In 2021, Nigerian Senate President Ahmad Lawan asked the Government of Saudi Arabia to bring back over 10,000 detained citizens held in detention centers in Saudi Arabia. Many were detained for breaking Saudi Arabia's ban on Nigerian pilgrims to Hajj. Lawan also appealed to Saudi Arabia to use its influence in OPEC to increase Nigeria's crude oil production quota.

Saudi Ambassador to Nigeria, Faisal Ebraheem Alghamdi, stated the Kingdom is ready to expand its bilateral relations with Nigeria in critical economic sectors such as Oil, Gas and Agriculture.

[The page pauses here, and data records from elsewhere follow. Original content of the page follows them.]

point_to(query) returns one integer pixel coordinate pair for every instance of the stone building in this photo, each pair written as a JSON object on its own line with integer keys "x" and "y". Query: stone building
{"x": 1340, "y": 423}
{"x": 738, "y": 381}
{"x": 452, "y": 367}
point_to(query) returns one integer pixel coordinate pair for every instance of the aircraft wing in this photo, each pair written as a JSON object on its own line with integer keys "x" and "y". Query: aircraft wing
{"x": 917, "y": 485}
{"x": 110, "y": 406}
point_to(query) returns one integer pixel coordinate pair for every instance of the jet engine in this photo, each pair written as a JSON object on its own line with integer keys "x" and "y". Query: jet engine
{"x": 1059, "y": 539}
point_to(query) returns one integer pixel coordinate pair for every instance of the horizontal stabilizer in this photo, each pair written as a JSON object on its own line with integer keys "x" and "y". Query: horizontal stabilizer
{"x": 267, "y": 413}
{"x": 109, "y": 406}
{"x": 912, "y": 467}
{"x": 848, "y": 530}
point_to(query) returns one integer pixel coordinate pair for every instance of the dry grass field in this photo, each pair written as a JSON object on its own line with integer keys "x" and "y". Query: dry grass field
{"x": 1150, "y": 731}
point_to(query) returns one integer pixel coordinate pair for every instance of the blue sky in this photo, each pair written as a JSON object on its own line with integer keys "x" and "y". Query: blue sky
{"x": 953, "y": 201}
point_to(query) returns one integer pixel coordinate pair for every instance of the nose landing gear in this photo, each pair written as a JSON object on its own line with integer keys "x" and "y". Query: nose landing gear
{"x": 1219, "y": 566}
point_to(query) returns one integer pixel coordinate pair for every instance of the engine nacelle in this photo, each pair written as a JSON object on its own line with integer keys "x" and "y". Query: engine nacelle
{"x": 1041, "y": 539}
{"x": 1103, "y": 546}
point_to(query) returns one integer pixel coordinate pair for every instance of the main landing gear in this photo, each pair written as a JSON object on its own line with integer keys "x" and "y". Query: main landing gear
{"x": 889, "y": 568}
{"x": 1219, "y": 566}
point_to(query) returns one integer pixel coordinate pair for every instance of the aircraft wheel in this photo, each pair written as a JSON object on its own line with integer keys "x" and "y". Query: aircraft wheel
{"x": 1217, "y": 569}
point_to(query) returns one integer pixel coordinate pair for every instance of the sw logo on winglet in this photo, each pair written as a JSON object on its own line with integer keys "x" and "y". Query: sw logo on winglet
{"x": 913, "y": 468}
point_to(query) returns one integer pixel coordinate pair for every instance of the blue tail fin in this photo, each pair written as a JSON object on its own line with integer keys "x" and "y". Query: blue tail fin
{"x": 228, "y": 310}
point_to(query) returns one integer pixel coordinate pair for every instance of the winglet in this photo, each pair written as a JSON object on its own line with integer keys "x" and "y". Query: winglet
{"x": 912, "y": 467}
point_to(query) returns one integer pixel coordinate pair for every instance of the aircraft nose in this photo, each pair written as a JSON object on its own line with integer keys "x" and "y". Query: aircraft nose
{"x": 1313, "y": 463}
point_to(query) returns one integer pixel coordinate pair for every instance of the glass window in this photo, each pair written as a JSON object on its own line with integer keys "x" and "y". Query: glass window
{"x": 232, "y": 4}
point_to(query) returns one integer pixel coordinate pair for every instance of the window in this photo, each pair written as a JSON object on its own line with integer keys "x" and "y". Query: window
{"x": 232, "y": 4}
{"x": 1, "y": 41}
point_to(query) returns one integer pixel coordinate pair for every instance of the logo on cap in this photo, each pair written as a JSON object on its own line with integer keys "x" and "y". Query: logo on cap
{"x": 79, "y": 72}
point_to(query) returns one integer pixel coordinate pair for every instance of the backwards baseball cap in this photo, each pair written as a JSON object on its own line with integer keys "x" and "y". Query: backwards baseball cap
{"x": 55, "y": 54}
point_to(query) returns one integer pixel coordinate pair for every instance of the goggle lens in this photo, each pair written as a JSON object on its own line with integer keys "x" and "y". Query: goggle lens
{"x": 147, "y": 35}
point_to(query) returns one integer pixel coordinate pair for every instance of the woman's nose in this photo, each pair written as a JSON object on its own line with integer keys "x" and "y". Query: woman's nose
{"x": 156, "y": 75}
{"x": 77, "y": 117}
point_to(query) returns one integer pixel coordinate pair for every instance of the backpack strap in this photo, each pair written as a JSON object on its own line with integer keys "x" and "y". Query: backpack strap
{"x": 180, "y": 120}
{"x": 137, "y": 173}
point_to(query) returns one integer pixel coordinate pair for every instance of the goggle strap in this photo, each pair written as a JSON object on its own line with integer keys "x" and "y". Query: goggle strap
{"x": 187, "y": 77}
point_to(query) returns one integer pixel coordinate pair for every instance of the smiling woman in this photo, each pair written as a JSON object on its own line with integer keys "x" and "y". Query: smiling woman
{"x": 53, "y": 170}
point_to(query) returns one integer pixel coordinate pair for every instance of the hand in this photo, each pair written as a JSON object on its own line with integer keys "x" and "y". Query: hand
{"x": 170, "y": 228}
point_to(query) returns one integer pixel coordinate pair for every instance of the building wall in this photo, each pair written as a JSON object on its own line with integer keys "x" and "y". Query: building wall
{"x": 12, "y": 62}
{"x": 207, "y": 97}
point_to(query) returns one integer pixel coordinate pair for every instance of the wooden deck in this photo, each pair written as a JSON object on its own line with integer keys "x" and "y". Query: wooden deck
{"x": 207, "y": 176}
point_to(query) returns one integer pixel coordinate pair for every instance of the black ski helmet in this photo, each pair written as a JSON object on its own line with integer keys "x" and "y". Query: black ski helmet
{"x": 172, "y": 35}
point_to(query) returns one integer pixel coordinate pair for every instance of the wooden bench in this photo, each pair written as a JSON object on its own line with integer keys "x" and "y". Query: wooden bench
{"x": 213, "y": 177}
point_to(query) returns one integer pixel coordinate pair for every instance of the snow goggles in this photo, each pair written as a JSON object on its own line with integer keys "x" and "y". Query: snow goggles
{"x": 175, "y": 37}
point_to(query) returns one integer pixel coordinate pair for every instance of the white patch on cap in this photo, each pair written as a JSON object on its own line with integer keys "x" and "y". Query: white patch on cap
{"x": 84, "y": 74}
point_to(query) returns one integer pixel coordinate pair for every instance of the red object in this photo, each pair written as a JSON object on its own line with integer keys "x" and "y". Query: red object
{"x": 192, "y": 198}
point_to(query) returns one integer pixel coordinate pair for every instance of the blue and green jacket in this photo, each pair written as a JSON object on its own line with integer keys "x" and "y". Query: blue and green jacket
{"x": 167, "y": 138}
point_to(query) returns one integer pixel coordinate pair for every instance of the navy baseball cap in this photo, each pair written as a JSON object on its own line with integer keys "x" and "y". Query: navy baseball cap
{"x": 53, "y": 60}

In 2021, Saudi Arabia banned Nigerian pilgrims from attending the 2021 Hajj due to COVID-19 concerns. Over 70,000 pilgrims from Nigeria were given refunds for their deposits. It was the second year in a row that the Saudi Arabia Ministry of Hajj and Umrah banned Nigerian pilgrims from attending.

==Trade==
In 2019, Nigeria exported US$12.4 million worth of goods to Saudi Arabia. The biggest export was charcoal. Saudi Arabia in the same year exported US$334 Million of which the largest export was Polypropylene.
==Resident diplomatic missions==
- Nigeria has an embassy in Riyadh and a consulate-general in Jeddah.
- Saudi Arabia has an embassy in Abuja.